Friday 1 November 2013

Ikebana Dedication









The art of giving life to flowers, or Ikebana, has lived beside me, a little within me since I can remember. I have a grandmother with a rare talent for flower arrangement and appreciation, an eye for detail and beauty. She understands colour, tone, co-ordination and has demonstrated it with every outfit and occasion for home decorating in my living memory. She knew what to select, reject, how to place, position, tweak. I remember the joy of plummeting my index fingers into the selection of sodden oasis resting in the kitchen sink. The moss green foam squeaky and cold, preparing to take every stem and twig she pierced into it. There was an elegance to her floral arrangements, a delicate hand, a subtle use of colour, envied in the village when her interpretations were installed in the local church for ceremonies and festivals. I must have watched her, although I remember little of her approach. Yet the joy they brought was memorable. My grandfather would take countless photographs on his SLR of each composition, attempting to capture the simplicity, colour and form in their prime. 
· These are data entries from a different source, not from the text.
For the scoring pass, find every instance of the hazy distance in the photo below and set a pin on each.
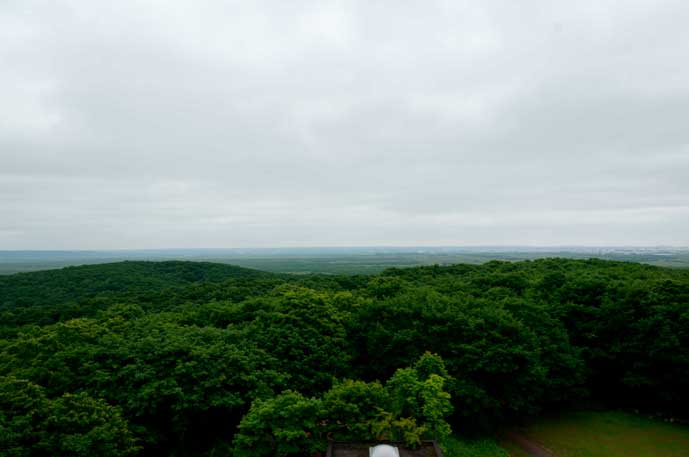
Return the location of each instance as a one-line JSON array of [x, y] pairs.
[[181, 124]]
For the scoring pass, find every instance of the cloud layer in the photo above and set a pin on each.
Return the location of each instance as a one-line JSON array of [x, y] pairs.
[[150, 124]]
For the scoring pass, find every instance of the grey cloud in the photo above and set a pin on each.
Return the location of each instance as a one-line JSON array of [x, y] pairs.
[[221, 124]]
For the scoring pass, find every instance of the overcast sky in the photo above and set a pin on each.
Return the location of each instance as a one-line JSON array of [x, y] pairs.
[[153, 124]]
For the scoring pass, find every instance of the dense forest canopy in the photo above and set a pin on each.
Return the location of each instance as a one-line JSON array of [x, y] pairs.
[[186, 358]]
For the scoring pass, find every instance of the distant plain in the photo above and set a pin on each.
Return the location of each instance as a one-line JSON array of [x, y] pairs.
[[337, 260]]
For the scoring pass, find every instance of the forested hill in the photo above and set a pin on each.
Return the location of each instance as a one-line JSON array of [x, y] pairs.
[[185, 358]]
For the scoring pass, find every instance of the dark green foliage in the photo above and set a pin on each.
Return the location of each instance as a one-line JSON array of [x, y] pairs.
[[75, 425], [177, 353], [411, 407]]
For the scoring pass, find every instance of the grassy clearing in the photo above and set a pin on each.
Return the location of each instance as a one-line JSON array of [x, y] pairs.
[[457, 447], [610, 434]]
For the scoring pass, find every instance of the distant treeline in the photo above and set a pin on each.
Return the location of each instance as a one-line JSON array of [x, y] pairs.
[[186, 359]]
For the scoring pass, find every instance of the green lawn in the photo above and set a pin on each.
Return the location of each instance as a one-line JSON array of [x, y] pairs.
[[458, 447], [610, 434]]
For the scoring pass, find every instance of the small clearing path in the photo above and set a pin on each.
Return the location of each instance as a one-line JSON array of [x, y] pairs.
[[534, 448]]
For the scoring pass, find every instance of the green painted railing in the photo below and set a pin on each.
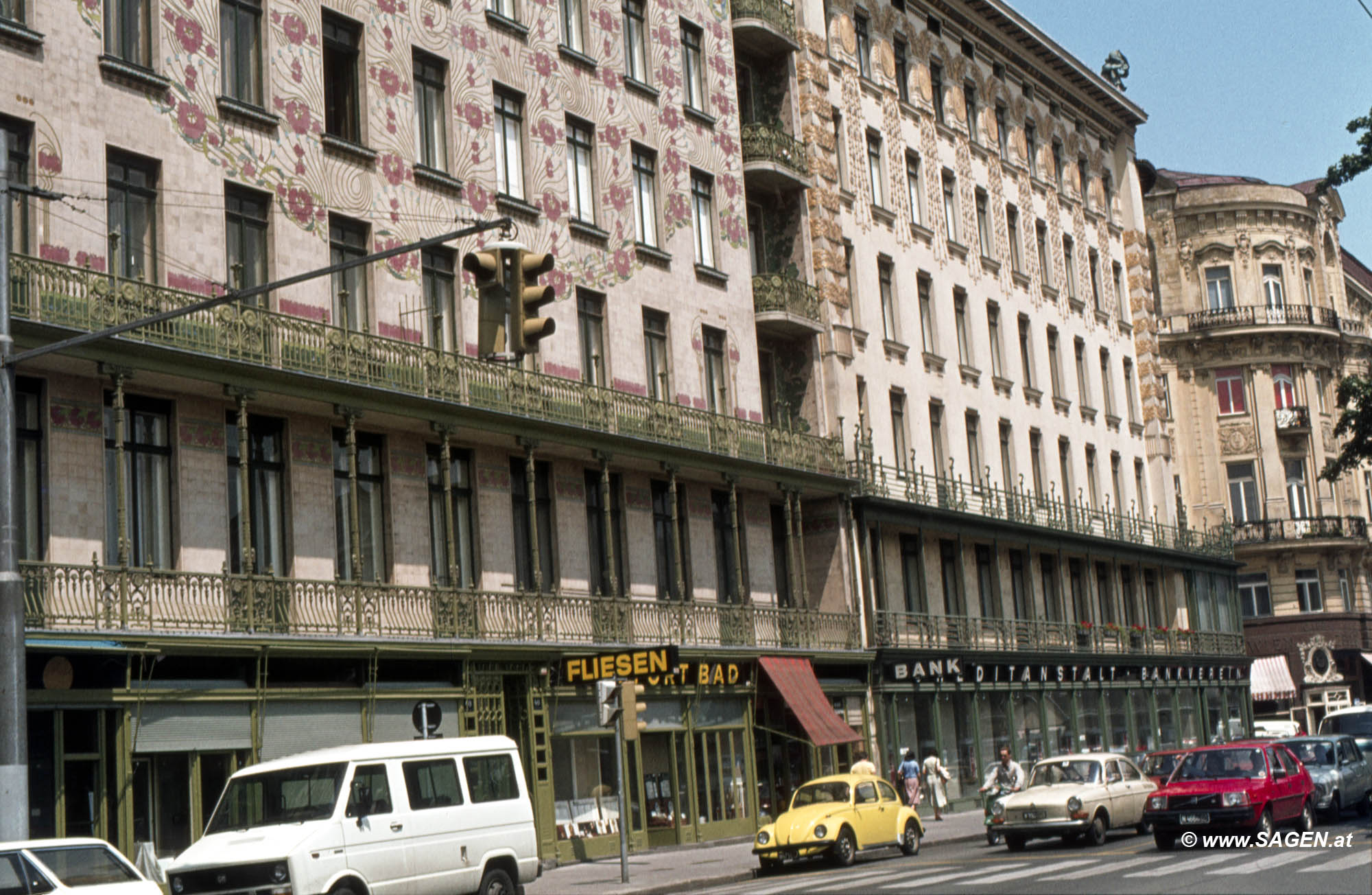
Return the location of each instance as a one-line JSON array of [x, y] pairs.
[[115, 599], [776, 13], [83, 300], [1024, 507], [768, 143], [779, 292]]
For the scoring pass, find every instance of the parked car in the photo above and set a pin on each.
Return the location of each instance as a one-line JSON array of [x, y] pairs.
[[418, 817], [1341, 774], [838, 817], [1074, 797], [1249, 787], [90, 867]]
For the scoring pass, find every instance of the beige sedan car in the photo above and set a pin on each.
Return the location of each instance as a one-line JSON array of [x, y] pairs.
[[1074, 797]]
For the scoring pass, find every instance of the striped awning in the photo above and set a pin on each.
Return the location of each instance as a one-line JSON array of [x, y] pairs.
[[1271, 679]]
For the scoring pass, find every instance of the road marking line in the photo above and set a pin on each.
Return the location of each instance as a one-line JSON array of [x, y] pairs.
[[1015, 875]]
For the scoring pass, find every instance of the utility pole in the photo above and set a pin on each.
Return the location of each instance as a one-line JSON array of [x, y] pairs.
[[14, 719]]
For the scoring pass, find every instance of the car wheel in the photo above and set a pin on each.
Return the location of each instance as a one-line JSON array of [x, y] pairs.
[[910, 841], [846, 849], [497, 883]]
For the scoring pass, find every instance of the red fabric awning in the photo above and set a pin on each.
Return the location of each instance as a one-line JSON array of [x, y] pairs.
[[795, 680]]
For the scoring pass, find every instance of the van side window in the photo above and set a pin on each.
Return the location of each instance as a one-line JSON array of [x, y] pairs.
[[490, 778], [370, 794], [433, 784]]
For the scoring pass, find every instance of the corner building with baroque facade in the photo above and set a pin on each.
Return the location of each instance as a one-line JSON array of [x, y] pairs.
[[286, 524]]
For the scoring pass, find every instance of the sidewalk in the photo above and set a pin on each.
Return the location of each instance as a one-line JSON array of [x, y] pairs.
[[689, 867]]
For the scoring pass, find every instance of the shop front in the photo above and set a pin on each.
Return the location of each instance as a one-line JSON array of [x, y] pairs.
[[965, 708]]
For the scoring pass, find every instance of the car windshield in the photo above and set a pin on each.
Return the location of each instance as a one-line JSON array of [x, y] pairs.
[[84, 865], [1223, 765], [279, 797], [1065, 771], [814, 794]]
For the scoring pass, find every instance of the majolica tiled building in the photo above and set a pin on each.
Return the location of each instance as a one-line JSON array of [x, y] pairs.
[[283, 525]]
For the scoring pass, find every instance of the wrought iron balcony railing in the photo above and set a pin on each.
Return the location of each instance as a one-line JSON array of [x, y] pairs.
[[71, 297], [1268, 531], [1024, 507], [942, 632], [146, 601], [768, 143]]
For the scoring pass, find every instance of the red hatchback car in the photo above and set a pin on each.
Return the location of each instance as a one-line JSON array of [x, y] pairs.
[[1246, 787]]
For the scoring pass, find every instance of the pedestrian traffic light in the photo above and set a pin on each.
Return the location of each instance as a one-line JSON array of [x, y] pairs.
[[632, 709], [528, 297]]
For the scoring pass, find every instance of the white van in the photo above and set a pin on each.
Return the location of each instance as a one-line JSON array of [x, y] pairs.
[[418, 817]]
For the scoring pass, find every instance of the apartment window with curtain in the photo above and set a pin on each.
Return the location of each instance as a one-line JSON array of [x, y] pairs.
[[581, 179], [646, 196], [464, 520], [132, 200], [241, 50], [147, 481], [267, 493], [342, 46], [510, 143], [371, 507]]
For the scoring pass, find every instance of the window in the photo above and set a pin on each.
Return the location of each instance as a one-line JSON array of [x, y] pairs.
[[888, 301], [348, 241], [371, 509], [1229, 386], [655, 356], [913, 193], [510, 145], [127, 31], [267, 498], [879, 193], [591, 326], [342, 56], [525, 577], [430, 116], [581, 181], [950, 185], [1244, 493], [694, 67], [636, 42], [241, 49], [1013, 238], [1255, 596], [132, 190], [646, 196], [456, 569], [245, 238], [1308, 590]]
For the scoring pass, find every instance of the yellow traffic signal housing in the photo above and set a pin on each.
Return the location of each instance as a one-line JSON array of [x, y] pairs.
[[528, 297]]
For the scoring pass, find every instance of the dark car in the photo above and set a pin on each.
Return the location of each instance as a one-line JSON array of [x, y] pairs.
[[1244, 787]]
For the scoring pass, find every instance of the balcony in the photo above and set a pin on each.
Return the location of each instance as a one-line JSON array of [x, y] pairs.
[[787, 305], [102, 599], [1294, 421], [773, 159], [1027, 509], [68, 300], [765, 27], [1314, 529], [913, 631]]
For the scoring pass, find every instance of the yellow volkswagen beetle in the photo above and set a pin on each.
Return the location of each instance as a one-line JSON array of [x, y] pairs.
[[839, 817]]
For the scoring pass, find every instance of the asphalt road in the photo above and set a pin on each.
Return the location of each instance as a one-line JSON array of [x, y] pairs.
[[1127, 864]]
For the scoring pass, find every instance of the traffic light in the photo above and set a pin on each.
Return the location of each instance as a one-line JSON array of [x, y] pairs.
[[629, 697], [528, 297]]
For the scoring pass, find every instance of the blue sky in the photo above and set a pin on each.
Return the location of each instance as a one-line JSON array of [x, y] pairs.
[[1237, 87]]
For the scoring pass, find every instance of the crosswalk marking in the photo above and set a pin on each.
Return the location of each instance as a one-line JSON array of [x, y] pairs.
[[1031, 871]]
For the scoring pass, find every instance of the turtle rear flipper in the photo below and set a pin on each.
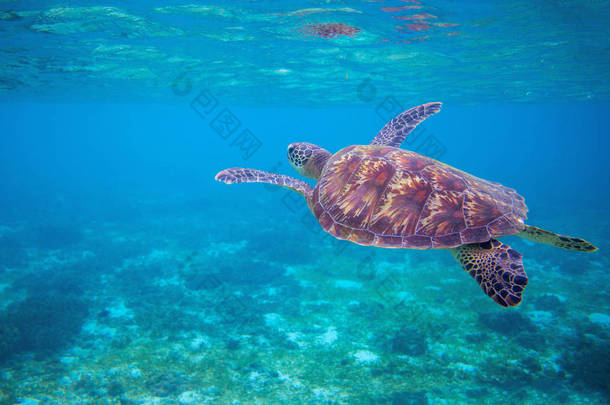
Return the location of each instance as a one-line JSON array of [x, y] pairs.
[[241, 175], [496, 267], [395, 131], [549, 238]]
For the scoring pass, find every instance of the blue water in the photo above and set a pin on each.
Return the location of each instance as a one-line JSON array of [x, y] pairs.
[[129, 276]]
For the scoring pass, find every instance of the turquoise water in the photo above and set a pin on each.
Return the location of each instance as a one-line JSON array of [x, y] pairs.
[[129, 276]]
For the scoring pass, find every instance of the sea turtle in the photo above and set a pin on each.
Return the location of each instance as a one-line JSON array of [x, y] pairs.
[[380, 195]]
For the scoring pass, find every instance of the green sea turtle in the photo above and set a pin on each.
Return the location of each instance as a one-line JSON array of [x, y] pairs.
[[380, 195]]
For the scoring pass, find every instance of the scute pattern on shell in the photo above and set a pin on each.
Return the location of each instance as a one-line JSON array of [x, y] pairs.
[[390, 197]]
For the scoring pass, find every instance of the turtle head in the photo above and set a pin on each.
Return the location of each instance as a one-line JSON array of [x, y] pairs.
[[307, 159]]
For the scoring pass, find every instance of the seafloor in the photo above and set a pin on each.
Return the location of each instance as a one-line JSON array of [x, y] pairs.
[[184, 302]]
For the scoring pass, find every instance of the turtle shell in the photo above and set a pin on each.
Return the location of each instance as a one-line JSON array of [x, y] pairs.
[[389, 197]]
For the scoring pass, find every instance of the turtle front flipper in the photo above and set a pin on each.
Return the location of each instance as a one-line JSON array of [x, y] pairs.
[[395, 131], [241, 175], [549, 238], [496, 267]]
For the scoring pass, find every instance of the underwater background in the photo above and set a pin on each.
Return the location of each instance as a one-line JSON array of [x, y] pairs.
[[129, 276]]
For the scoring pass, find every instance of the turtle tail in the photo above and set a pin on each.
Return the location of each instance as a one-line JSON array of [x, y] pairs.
[[549, 238]]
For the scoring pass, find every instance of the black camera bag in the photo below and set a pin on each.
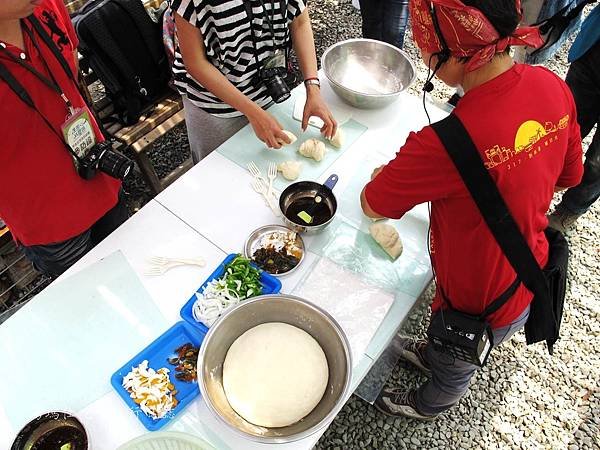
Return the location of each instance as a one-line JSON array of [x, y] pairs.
[[124, 48], [548, 285]]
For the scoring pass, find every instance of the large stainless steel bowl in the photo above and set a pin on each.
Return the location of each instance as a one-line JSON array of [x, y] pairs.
[[275, 308], [367, 73]]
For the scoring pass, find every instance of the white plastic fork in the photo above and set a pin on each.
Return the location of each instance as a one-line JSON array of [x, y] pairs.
[[155, 271], [164, 261], [272, 175], [262, 190], [158, 265]]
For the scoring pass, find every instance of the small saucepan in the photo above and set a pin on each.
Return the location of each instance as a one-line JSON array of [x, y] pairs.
[[300, 196]]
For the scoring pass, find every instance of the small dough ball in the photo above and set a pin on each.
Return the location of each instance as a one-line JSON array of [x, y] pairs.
[[313, 148], [338, 139], [290, 169], [290, 135], [275, 374], [387, 237]]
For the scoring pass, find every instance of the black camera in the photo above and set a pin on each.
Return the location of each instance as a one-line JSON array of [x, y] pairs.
[[274, 80], [101, 157]]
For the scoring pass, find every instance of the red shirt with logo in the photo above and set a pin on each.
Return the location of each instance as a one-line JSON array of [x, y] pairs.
[[524, 125], [42, 199]]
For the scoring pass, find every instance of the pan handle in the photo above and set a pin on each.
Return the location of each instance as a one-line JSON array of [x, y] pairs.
[[331, 181]]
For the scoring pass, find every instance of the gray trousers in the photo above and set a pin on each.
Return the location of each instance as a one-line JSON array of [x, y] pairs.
[[450, 377], [205, 131]]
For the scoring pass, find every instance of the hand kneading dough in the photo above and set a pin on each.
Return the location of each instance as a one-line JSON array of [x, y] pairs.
[[338, 139], [289, 134], [274, 374], [290, 169], [387, 236], [312, 148]]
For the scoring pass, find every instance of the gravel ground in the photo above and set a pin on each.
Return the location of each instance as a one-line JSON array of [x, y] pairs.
[[523, 399]]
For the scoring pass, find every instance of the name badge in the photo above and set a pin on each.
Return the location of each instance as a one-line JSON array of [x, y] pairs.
[[78, 132]]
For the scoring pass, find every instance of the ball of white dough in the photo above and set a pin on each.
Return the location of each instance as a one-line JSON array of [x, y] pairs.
[[387, 237], [274, 374]]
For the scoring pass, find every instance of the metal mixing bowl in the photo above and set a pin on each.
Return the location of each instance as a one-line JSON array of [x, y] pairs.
[[275, 308], [367, 73]]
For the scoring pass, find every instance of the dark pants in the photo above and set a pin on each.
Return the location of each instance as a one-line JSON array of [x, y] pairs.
[[584, 80], [53, 259], [450, 377], [384, 20]]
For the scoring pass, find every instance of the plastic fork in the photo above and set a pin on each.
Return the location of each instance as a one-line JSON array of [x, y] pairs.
[[255, 172], [164, 261], [272, 175], [259, 187], [158, 265]]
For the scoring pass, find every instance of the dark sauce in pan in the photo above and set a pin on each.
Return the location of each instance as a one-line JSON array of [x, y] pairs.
[[319, 211]]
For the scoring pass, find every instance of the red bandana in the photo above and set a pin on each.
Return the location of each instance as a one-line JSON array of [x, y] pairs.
[[466, 30]]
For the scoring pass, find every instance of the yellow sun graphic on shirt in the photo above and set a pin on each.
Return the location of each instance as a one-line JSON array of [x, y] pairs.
[[528, 134]]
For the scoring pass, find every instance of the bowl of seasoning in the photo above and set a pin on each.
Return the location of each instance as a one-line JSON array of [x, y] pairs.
[[53, 430], [276, 249]]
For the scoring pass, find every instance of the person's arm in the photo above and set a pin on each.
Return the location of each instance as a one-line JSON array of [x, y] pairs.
[[304, 46], [422, 171], [364, 203], [193, 51]]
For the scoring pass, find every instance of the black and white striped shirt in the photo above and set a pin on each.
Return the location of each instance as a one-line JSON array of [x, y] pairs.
[[225, 27]]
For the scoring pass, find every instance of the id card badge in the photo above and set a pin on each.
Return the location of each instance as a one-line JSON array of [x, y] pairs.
[[78, 132]]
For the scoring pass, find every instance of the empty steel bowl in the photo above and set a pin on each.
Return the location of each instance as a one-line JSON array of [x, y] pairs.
[[367, 73], [275, 308]]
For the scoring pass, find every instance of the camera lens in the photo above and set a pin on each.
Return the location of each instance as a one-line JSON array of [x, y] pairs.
[[114, 164], [277, 88]]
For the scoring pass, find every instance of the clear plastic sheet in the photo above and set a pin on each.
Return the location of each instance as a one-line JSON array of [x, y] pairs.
[[358, 306]]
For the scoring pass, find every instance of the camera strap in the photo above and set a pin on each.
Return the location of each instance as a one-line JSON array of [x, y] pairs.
[[269, 17], [51, 83]]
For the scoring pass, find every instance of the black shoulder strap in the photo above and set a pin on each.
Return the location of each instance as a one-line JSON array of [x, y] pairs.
[[484, 191], [52, 46]]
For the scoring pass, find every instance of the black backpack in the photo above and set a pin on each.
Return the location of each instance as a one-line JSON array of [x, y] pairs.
[[124, 48]]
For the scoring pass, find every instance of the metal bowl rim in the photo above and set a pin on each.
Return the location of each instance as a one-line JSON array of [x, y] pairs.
[[293, 437], [335, 83], [277, 226]]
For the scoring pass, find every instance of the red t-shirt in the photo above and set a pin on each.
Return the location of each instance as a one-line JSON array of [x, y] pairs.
[[524, 124], [42, 199]]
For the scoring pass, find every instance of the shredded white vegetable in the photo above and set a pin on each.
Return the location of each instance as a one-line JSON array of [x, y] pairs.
[[214, 300]]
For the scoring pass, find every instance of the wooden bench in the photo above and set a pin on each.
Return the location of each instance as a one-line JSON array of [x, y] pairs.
[[140, 137]]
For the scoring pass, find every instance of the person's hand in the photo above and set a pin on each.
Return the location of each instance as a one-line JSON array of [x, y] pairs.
[[315, 106], [267, 129], [376, 171]]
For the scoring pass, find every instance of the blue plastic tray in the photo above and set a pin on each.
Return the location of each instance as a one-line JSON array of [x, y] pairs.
[[271, 285], [156, 354]]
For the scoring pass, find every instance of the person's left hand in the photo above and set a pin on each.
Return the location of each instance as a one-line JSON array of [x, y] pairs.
[[315, 106]]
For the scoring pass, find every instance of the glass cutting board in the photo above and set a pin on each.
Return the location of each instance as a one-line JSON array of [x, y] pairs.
[[244, 146], [59, 351]]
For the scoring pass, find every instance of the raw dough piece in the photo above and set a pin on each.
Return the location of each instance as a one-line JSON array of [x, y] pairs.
[[312, 148], [274, 374], [387, 236], [289, 134], [290, 169], [338, 139]]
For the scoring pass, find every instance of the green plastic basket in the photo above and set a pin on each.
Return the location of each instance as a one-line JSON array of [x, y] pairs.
[[167, 440]]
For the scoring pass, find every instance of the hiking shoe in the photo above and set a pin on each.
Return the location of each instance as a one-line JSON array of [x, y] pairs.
[[561, 219], [398, 402], [413, 351]]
Within days of arriving in Fukuoka I accidentally found myself in an exhibition of Ikebana on the top floor of a department store, while searching for a Hyakuen (100 yen) shop. My eyes were treated to radical, intense displays of contrasting leaves, fruits and petals, crossing seasons and continents. Daring shapes, minimal buds, towering branches, contorted, wild, balanced. Each arrangement was created with such intention, in silence, with an appreciation of the natural world. Each one a meditation. Each one exuding a feeling of warmth, familiarity, of language-less language. I kept returning, until each arrangement expired its giving, wilted and disappeared. 

In ode to Grandma Muriel, master craftswoman of Barrow on Humber, I buy whatever on-their-way-out buds I can for ¥300, select a borrowed vase and meditate on that special skill she had at making everything in life look beautiful.  She will turn 90 this month and this is how I keep her close to me.